炮校的丛校长联合自己老婆杨书记,组织了一场舞会,专门给炮校的老单身汉们解决个人问题。
受到舞会邀请的女同志都是医院里未婚的女性。
确定人选的时候,杨书记直接把德花跳了过去,要她给德花介绍对象,不如要她的命。
还有一个让她头痛的安杰,安杰出身太过复杂,把她和好同志们凑一对明显不合适。
思来想去,杨书记还是让安杰去舞会,原因无它,安杰漂亮,其颜值足以撑起舞会的场子。
杨书记纠结舞会名额的问题,殊不知那头安杰不大愿意。
安杰心里有自己的骄傲,谁不知道炮校里尽是些文盲大老粗,让她一个教会学校毕业的女学生,给别人挑挑捡捡算怎么一回事。
纵使心里再不情愿,杨书记的命令也得执行。
心里存着气,她大摇大摆的坐着黄包车到了舞会厅门口,下车时一个不小心还把脚扭到了。
一群女孩子,她是最后一个到的,别人看见她有公共汽车不坐,非要坐黄包车剥削人,纷纷咬着耳朵讲她的坏话。
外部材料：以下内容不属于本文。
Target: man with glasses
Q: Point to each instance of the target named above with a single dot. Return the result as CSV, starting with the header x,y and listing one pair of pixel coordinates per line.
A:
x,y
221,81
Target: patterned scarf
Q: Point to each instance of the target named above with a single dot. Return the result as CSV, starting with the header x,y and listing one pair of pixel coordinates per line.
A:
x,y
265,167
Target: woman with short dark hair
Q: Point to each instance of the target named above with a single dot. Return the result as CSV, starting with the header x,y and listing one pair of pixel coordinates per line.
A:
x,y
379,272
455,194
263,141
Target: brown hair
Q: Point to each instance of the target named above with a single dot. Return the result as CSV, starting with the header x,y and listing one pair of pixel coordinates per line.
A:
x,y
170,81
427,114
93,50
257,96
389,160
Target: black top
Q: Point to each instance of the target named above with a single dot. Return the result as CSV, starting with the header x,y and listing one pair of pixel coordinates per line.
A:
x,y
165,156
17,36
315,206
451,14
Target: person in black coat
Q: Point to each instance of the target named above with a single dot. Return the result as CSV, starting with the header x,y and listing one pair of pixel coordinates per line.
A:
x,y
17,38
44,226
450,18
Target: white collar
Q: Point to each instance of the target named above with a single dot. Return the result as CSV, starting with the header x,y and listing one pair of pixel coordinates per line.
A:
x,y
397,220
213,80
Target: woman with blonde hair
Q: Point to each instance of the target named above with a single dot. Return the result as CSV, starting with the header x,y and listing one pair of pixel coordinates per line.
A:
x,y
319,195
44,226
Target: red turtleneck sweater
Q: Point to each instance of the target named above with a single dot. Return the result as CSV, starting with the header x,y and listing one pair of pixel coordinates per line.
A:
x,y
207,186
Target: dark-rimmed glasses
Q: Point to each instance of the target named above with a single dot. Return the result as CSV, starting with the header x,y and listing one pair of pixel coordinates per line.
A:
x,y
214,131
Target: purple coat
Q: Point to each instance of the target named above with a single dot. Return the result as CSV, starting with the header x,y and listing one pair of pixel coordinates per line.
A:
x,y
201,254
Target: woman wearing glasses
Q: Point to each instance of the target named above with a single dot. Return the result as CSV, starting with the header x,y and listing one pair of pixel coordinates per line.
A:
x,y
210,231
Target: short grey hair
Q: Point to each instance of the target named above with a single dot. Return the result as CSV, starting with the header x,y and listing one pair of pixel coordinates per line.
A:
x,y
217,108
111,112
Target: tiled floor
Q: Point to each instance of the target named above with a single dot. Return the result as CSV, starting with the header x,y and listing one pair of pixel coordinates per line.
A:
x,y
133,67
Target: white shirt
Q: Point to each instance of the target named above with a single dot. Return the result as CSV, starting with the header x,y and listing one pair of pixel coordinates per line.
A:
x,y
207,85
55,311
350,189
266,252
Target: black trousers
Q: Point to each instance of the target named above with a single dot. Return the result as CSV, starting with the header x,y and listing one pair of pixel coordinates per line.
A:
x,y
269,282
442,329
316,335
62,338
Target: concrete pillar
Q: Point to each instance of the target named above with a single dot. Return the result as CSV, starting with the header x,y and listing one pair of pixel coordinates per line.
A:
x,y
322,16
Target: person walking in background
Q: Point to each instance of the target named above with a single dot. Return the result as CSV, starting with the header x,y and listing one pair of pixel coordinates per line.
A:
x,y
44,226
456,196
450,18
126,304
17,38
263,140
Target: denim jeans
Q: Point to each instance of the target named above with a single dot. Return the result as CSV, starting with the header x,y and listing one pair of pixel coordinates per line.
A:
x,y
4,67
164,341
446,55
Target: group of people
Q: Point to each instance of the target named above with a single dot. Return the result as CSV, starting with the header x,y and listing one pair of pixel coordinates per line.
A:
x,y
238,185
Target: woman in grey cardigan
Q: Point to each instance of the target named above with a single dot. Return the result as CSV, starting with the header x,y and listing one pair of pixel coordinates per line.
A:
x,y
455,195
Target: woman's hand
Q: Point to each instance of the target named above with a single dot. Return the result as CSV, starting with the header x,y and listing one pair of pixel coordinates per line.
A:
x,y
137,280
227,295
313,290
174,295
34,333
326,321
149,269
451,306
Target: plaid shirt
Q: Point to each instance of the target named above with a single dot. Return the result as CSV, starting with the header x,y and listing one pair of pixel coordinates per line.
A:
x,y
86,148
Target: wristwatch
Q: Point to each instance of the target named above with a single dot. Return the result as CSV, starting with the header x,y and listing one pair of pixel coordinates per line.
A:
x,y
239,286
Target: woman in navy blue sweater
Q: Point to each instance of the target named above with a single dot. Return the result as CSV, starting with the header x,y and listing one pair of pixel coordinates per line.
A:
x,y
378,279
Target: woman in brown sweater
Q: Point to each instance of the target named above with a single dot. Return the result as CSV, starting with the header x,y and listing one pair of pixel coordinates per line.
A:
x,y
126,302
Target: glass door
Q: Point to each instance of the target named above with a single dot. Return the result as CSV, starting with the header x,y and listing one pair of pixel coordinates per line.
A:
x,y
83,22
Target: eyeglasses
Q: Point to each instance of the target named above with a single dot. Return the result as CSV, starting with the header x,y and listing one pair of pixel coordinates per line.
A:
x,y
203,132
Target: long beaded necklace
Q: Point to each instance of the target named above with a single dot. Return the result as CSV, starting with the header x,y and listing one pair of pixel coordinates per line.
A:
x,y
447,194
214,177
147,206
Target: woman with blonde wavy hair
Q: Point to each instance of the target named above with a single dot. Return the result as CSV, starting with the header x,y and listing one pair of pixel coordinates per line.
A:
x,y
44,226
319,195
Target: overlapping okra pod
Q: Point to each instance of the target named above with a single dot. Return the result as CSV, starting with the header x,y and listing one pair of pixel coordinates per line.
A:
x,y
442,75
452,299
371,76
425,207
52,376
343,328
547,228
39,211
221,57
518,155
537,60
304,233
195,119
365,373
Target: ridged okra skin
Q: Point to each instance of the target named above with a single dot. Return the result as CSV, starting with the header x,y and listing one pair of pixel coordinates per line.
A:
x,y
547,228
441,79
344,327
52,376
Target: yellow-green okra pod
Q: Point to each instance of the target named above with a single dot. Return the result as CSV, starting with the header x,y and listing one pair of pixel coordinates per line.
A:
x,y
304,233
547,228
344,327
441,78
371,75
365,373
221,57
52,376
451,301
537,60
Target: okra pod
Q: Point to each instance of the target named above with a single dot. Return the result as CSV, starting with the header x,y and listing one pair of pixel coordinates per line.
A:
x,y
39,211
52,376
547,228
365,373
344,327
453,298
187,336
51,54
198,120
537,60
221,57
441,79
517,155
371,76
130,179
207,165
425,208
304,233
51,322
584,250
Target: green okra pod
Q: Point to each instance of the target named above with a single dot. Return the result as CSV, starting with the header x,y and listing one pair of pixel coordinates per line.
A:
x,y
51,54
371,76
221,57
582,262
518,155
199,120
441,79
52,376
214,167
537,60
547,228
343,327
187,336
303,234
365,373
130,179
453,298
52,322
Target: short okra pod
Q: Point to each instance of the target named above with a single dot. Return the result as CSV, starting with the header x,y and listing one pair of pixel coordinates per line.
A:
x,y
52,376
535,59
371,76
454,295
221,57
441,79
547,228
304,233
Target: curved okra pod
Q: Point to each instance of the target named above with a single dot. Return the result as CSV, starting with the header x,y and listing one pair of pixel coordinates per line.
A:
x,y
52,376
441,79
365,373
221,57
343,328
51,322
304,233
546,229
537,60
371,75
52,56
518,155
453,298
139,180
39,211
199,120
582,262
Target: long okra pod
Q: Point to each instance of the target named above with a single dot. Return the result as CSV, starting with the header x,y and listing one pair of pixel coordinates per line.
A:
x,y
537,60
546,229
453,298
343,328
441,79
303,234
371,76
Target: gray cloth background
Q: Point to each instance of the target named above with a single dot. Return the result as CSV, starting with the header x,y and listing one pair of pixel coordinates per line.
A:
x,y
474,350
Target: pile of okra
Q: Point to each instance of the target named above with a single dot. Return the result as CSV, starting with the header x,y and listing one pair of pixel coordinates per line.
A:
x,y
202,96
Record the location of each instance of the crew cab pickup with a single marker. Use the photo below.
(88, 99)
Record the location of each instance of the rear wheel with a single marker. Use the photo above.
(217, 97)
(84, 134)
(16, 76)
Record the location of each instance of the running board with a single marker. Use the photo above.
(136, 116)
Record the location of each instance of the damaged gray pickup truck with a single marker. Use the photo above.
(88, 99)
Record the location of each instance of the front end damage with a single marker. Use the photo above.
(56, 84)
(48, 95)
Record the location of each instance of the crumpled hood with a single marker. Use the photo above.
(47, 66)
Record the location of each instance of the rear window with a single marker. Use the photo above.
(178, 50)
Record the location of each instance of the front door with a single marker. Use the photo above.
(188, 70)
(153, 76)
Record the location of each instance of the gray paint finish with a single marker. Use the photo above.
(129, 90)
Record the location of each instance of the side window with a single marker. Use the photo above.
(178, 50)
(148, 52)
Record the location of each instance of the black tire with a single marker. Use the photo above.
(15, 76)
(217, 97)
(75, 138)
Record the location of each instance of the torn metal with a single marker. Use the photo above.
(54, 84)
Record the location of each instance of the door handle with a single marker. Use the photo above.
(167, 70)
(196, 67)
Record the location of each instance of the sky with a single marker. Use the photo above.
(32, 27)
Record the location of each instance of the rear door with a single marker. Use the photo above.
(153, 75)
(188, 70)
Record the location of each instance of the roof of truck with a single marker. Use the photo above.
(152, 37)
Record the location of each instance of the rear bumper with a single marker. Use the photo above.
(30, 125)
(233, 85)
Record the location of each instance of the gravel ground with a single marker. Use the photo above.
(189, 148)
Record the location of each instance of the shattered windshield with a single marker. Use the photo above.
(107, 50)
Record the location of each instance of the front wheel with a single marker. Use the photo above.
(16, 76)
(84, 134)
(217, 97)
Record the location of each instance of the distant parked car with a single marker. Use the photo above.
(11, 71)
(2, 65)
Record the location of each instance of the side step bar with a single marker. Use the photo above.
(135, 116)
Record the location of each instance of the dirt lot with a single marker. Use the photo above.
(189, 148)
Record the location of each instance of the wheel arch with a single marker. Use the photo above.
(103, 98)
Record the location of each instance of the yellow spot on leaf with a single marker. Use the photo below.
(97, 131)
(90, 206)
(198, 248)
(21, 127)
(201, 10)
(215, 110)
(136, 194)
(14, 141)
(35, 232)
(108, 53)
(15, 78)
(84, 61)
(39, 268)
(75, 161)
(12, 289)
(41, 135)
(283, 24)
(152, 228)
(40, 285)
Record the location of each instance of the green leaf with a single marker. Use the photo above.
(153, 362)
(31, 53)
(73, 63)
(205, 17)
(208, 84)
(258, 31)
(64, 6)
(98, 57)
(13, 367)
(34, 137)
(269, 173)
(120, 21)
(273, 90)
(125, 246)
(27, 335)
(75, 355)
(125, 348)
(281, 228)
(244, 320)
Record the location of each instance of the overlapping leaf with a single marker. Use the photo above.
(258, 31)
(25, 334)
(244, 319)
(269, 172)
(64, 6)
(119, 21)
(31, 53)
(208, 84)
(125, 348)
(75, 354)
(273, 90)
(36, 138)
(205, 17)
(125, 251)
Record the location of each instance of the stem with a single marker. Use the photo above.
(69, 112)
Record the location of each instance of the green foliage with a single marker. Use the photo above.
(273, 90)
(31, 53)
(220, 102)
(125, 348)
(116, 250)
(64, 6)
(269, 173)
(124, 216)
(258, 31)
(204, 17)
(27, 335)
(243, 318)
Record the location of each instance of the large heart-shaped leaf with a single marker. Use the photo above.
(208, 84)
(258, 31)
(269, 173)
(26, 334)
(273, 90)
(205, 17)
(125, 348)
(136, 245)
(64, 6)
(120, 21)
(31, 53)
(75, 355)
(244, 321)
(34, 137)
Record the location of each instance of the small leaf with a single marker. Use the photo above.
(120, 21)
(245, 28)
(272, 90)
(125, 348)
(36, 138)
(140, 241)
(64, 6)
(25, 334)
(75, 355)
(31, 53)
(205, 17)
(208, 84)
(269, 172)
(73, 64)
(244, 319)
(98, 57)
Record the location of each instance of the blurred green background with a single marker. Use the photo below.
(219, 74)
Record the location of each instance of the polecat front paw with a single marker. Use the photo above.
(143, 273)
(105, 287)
安杰听到一个医院里工作的同事说她娇气,资本家女儿的身份不配来舞会,除了脸色不太好,并没有其他的反应。
和德花混久了,别的没学会,起码脸皮练出来了。
江德福是丛校长和杨书记夫妻从篮球场上捉来参加舞会的。
江德福和德花站在一起,显得像土老帽似的,明明是一个妈生的,偏他不爱接受新鲜事物封建守旧。
他嫌弃舞会男男女女,搂搂抱抱的有失体统。
舞会上,安杰不断有人邀请她跳舞,安杰因为扭了脚,纷纷好言拒绝了。
安杰的应对自如和边上局促不安的江德福形成鲜明对比。
安杰不知道的是,江德福从她进入会场起,一直在偷看她。
一开始是觉得她漂亮,单身快三十年的老男人喜欢看美女再正常不过了。
后来江德福记起来了,是那个和他撞在一起的女孩子,碰掉他一个大西瓜的那个,有道是踏破铁鞋无觅处,得来全不费功夫。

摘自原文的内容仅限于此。